VR-Zone reviews AMD’s Radeon R290.
This fall has been one of the most interesting seasons on record for consumer graphics card launches.
After September’s #gpu14 event from Honolulu, AMD released the R9 280X, R9 270X and R7 260X. Nvidia countered with a hastily put together “way its meant to be played” event in Montreal, where it unveiled the soon to be released GeForce GTX 780 Ti — meant to counter AMD on the high end.
Nvidia’s problem right now is not necessarily technical; arguably its cards this generation are superior if only by a slight edge. Nvidia’s problem is it can’t compete on price-performance. It’s been encircled by the more competitively priced AMD cards.
This leads to the R290. It’s the centerpiece of AMD’s price-performance stratagem, coming in at $399 for gamers who don’t want or need the 290X’s power and $549 price tag.
The lower price point of the R290 means AMD has made a few performance cuts. AMD has cut out four compute units from the GPU and has trimmed the stream units and texture processors. While this means a noticeable change in benchmarks, for most gamers this will mean nothing, aside from the inability to play demanding titles like Battlefield 4 at the highest settings at 4K.
Double digit increases
VR-Zone benchmarked the R290 against the GTX 770 Classified.
For the most part the R290 was able to provide double digit speed-margins over the GTX 770. The exception being with Batman: Arkham City, which is optimized for Nvidia cards. It should also be noted that the R290 appears to require a longer “warm up” time compared to the GTX 770.

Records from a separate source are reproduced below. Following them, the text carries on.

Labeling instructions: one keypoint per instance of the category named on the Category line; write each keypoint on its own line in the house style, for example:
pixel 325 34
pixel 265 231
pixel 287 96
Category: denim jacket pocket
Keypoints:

It should also be noted that these tests were done on the new drivers AMD sent out, not the original set that shipped with the card.
Like the R290X, the R290 also has a heat problem. During testing the heat hovered around 95-degrees and the fan was clearly audible. This may not be an issue with some aftermarket boards with better coolers, but it’s an inexcusable problem with AMD’s card.
This leads to the defining problem with the R290: while from a price-performance standpoint on paper, the card excels. But during real-world testing, the flaws emerge. AMD’s acoustic problem is what stops the card from getting more than a mid-range score on our review.
- Excellent for budget gamers looking for a card with a great price-performance ratio. Supports AMD’s next-gen tech like Mantle and True Audio.
- The card runs loud and hot. This impacts performance and might reduce the long-term lifespan of the card.
Benchmarking was done by the VR-Zone Chinese team.